In defending the faith presuppositonalists point out that there are no brute facts!. To be meaningful a fact must be interpreted within the context of a worldview. Brute facts are mute facts. 

Similarly, in destroying a non-Christian worldview the apologete will have more effeciency in attacking the heart of the heathen's worldview. Sure, one can show him that this or that fact about evolution or gay-marriage is inaccurate, but if the unbeliever is consistent he will have a ready explanation for each of the attacks (so much for reason being neutral).

Therefore, to be successful, the apologete must destroy the heart and soul of the unbeliever's worldview. In taking down a spiderweb you do not merely snip a few strands on the outside; rather, one must shatter the very heart of the web, thus making all the facts (if I may wax innovative for the moment) destroy each other (think of an imploding building).

Here is an example of this in the movie Shrek 2:

Fiona:"Shouldn't you be getting home to dragon?"
Donkey:"Oh... yeah that. I don't know... she's been all moody and stuff lately... so I thought I'd move back in with you guys!"
Fiona:"Well you know we're always happy to see you Donkey."
Shrek:"But Fiona and I are married now. We need a little time... you know... to be together.... just with each other.... alone."
Donkey:"Say no more! Say no more! You don't have to worry about a thing! I will always be here to make sure nobody bothers you!"
Shrek:"Donkey!"
Donkey:"Yes roommie?"
Shrek:"Your bothering me!" 
Doneky: "Oh, I see. Well, me and Pinnochio was going to catch a tournament later on."

_exit stage_

At first Shrek did not attack the very heart of Donkey's presuppostions, thus rendering most of his attack fruitless.

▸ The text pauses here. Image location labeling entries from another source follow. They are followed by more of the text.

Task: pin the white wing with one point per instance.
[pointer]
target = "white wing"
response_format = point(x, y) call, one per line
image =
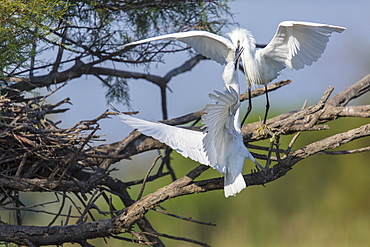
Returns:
point(210, 45)
point(219, 127)
point(186, 142)
point(297, 44)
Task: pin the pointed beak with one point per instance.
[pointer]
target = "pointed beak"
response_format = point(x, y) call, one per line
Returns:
point(238, 52)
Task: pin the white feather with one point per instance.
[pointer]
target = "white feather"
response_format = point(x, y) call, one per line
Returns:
point(219, 146)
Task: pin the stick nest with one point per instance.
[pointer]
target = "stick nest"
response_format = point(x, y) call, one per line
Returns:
point(32, 146)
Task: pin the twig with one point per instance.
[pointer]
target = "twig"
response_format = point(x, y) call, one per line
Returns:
point(146, 177)
point(183, 218)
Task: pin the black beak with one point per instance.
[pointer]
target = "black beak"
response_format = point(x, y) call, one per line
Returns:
point(238, 52)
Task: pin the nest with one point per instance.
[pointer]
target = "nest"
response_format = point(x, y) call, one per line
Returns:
point(33, 146)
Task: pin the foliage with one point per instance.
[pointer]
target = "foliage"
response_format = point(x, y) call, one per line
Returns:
point(90, 34)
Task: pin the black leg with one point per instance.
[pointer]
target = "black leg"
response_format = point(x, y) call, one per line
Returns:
point(267, 105)
point(249, 106)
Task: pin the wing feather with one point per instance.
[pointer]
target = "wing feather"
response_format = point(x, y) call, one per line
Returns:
point(297, 44)
point(186, 142)
point(211, 45)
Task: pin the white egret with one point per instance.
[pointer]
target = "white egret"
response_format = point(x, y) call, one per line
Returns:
point(220, 145)
point(295, 44)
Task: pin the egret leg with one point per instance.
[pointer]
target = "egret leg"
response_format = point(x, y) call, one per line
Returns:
point(264, 129)
point(249, 106)
point(267, 105)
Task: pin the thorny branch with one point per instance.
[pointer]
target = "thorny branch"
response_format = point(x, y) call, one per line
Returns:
point(33, 154)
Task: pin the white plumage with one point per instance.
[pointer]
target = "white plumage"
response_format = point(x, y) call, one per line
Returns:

PS: This is not to suggest that Donkey was a vicious secularist or that Shrek was a Reformed Apologist!


----------



## sola_gratia (Aug 23, 2005)

That's great.


----------



## Poimen (Aug 24, 2005)

I have not seen Shrek 2, only Shrek 1. Judging by your comments I should rightly expect the second installment to be more TAG than rag.


----------



## Anton Bruckner (Aug 31, 2005)

> _Originally posted by Draught Horse_
> 
> 
> Here is an example of this in the movie Shrek 2:
> ...


I wonder if my 4 year old cousin picked that up


----------